On Friday, 7 May 2021 at 15:24:42 UTC, Andrei Alexandrescu wrote:
>- We put a String type in the standard library. It uses UTF8 inside and supports iteration by either bytes, UTF8, UTF16, or UTF32. It manages its own memory so no need for the GC. It disallows remote coupling across callers/callees. Case closed.
This is a bit orthogonal, but... An important characteristic of utf-8 arrays is that they are simultaneously a random access range of bytes and an input range of utf-8 characters. For efficiency it's often important to switch back and forth between these two interpretations.
byLine
is one type of example, where a byte oriented search is done (e.g. with memchr
), but afterward the representation array is accessed as utf-8 input range.
byLine
implementations will usually work by iterating forward, but there are random access use cases as well.

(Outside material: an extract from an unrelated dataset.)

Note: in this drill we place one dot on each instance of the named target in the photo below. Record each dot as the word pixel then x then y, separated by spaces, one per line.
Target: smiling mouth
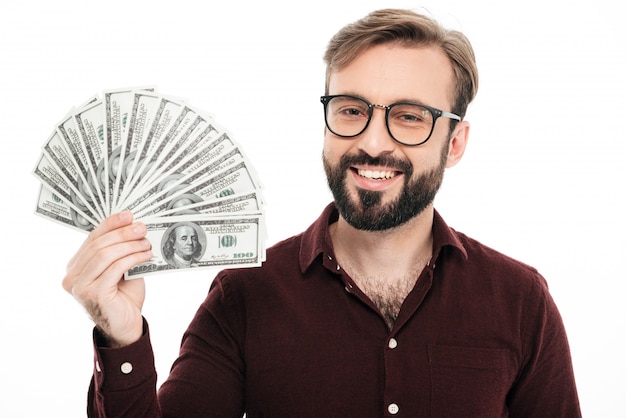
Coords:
pixel 377 174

For example, it is perfectly reasonable to divide a utf-8 array in roughly in half using byte offsets, then searching for the nearest utf-8 character boundary. At after this both halves are treated as utf-8 input ranges, not random access.
This switching between interpretations doesn't fit well with current distinction between char[]
and byte[]
. A numbers of algorithms in phobos operate on one or the other, but not both.
It'd be very useful to have an approach to utf-8 strings that enabled switching interpretations easily, without casting.
--Jon